Labor MP Sam Lim invites United Front-linked man to budget
MP Sam Lim’s allocation of four tickets for the budget speech have gone to businessman Fuxin Li, previously named as having a long history of ties to China’s United Front.
The Labor MP holding one of the party’s most marginal seats gave a Chinese-born businessman previously linked to the Chinese Communist Party’s arm of foreign influence passes to Tuesday night’s federal budget speech.
A staffer for Sam Lim, who holds the West Australian seat of Tangney by a margin of just 2.4 per cent, advised Parliament House earlier this month that Mr Lim’s allocation of four tickets for the budget speech would be taken by Fuxin Li and his family.
Dr Li, who has repeatedly run unsuccessfully for the ACT Senate as an independent, was previously named as having a long history of ties to China’s United Front Work Department.
Charles Sturt University professor of public ethics Clive Hamilton – whose books Silent Invasion and Hidden Hand investigate China’s attempts at covert influence across Australia and the world – told The Australian that Dr Li had held official positions “in several provincial-level United Front groups”.
“The Chinese Communist Party regards its overseas United Front work as its ‘magic weapon’,” Dr Hamilton said.
“One aim is to infiltrate the political process to gather information, influence opinions and get close to leaders.”
Both Dr Li and Mr Lim’s office were contacted for comment on Friday, but neither had responded at the time of writing.
Each federal MP is allowed to invite up to four guests to attend the budget speech in the House of Representatives galleries.
The ABC in 2022 reported that Dr Li held roles across at least six groups linked to United Front.

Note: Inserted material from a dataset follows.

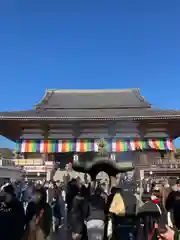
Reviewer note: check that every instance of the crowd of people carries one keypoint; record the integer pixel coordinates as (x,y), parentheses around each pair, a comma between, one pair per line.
(35,211)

It reported that he had been elected as a committee member of the China Association for International Cultural Exchanges with Overseas Chinese, a United Front group whose committee members are only appointed on the recommendation of Chinese government departments or embassies.
The Canberra-based school he founded, the Australian School of Contemporary Chinese, had also hosted a Chinese culture camp that the ABC said was likely to have been funded at least in part by the Chinese government’s Overseas Chinese Affairs Office.
At the time of the ABC story, Dr Li reportedly said he was unsure if he was still a member of any of the United Front groups and had not had contact with any of them for “two or three years”. He said he was not working with or for the Chinese government.
“These sorts of memberships (with United Front groups) … they are [memberships of] associations, rather than with a party,” he told the ABC.
Mr Lim’s decision to invite Dr Li came to light after a staffer “replied all” on an email from the parliamentary speaker’s office.
Another Labor MP from WA, Zaneta Mascarenhas, also had her guest list distributed throughout parliament by the same means. Among those invited by Ms Mascarenhas, who won the seat of Swan as part of Labor’s decisive 2022 campaign in WA, was Felicity Wade, the national co-convener of the Labor Environment Action Network. Ms Wade has been a strong advocate for the Nature Positive reforms that were twice pulled by the Albanese government after lobbying by WA Premier Roger Cook.
At the time, she was reported as saying she felt “pretty done over” by the withdrawal of the Nature Positive reforms.
“Sadly, vested interests from the west appear to have undermined Labor’s confidence and derailed progress,” she was quoted as saying in The Guardian.
The Liberal Party has been using the prospect of revived Nature Positive reforms in its push to reclaim ground lost in the west at the last federal election.